Operation Manual

4
Installatie met behulp van de wizard Printer toevoegen
4-26 CS 193/173/163
4.4 Windows NT 4.0
4.4.1 Netwerkverbinding (LPR)
Wanneer u LPR-afdruk gebruikt, geeft u de poort op tijdens de installatie van het printerstuurprogramma.
TCP/IP-instelling voor deze machine
Geef het IP-adres op in het scherm TCP/IP-instelling van deze machine.
!
Detail
Raadpleeg de handleiding – Netwerkbeheerder voor meer informatie over het opgeven van het IP-adres
van deze machine.
LPD-instelling voor deze machine
Om LPR-afdruk te gebruiken, schakelt u LPD-afdruk in het scherm LPD instelling van deze machine in.
!
Detail
Raadpleeg de handleiding – Netwerkbeheerder voor meer informatie over het opgeven van de LPD-
instellingen van deze machine.
Het printerstuurprogramma installeren met behulp van de wizard Printer toevoegen
2
Let op
Wanneer u op Windows NT 4.0 installeert, zijn beheerdersmachtigingen vereist.
Om de LPR-poort in Windows NT 4.0 te gebruiken, moeten de Microsoft TCP/IP-afdrukservices op de
computer zijn geïnstalleerd.
1 Plaats de cd-rom met het printerstuurprogramma in het cd-romstation van de computer.
2 Klik op de knop [Start], ga naar "Instellingen" en klik vervolgens op "Printers".

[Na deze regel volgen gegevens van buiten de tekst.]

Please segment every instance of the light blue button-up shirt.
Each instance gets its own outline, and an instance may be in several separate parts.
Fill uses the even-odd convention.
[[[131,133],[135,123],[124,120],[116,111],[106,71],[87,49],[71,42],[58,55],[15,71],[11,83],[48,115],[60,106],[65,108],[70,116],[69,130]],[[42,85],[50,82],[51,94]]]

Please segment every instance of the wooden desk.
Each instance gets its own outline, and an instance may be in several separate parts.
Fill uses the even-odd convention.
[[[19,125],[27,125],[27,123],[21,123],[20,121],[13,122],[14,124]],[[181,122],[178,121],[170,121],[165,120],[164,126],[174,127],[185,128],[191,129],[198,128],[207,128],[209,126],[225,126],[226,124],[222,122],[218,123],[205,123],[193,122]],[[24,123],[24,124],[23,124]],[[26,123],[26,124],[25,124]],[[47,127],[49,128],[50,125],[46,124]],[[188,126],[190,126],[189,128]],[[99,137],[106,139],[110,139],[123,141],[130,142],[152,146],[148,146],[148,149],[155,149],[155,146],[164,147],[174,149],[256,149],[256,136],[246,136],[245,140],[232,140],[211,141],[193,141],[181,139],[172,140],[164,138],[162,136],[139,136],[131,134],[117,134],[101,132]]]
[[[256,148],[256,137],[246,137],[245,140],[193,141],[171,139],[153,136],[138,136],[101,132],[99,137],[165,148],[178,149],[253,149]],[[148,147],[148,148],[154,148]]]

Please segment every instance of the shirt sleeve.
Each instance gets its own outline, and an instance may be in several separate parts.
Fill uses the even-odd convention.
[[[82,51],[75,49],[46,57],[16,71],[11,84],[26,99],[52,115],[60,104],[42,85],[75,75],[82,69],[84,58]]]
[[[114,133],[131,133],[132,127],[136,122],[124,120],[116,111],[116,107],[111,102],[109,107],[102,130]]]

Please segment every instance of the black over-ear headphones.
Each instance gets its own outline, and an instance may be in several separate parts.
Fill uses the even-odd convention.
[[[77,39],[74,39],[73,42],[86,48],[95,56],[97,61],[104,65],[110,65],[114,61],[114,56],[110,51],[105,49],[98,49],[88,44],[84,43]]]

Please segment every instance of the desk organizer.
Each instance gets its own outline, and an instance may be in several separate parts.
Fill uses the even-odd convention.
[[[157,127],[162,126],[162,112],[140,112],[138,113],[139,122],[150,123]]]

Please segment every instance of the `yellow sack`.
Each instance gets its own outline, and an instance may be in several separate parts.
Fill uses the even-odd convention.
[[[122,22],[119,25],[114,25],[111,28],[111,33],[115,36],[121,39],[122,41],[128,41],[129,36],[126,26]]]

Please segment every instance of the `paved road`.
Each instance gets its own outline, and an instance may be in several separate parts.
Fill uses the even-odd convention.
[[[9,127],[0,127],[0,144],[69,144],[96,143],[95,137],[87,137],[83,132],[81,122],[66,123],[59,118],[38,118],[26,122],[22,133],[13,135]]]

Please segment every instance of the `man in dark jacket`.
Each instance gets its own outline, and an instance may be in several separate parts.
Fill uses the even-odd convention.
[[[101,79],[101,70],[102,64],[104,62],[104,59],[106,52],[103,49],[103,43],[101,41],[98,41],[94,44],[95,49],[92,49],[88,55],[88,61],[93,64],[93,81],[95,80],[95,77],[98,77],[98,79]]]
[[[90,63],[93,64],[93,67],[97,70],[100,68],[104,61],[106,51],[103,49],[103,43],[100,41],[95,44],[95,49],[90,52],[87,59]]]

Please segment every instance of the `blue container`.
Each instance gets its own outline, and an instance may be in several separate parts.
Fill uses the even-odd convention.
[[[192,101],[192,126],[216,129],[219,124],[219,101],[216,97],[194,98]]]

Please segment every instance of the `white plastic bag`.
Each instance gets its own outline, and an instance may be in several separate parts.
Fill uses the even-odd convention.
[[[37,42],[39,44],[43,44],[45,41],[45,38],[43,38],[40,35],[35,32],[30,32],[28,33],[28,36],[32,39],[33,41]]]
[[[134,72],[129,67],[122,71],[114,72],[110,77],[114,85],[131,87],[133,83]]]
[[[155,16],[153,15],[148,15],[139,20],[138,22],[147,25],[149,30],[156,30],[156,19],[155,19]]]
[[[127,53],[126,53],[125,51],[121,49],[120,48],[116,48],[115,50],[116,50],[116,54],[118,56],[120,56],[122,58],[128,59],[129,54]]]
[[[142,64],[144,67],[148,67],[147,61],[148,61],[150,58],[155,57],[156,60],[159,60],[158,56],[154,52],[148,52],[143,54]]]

3 Dubbelklik op "Printer toevoegen".
De wizard Printer toevoegen verschijnt.
4 Volg de instructies op het scherm.
5 Selecteer "Deze computer" in het dialoogvenster voor het opgeven van de verbindingsmethode en klik
vervolgens op [Volgende].
6 Klik op [Volgende].
Een scherm voor het opgeven van de poorten verschijnt.
7 Klik op de knop [Poort toevoegen].
8 Kies in de lijst "Beschikbare printerpoorten" "LPR-poort" en klik vervolgens op [Nieuwe poort].
9 Geef IP-adres van deze machine op in het vak "Adres" en selecteer "Afdrukken" in het vak
"Wachtrijnaam". Klik daarna op [OK].
De hier ingevoerde informatie is hoofdlettergevoelig.
10 Selecteer de gemaakte poort en klik vervolgens op de knop [Volgende].
11 Klik op [Bladeren].
12 Klik op [Bladeren].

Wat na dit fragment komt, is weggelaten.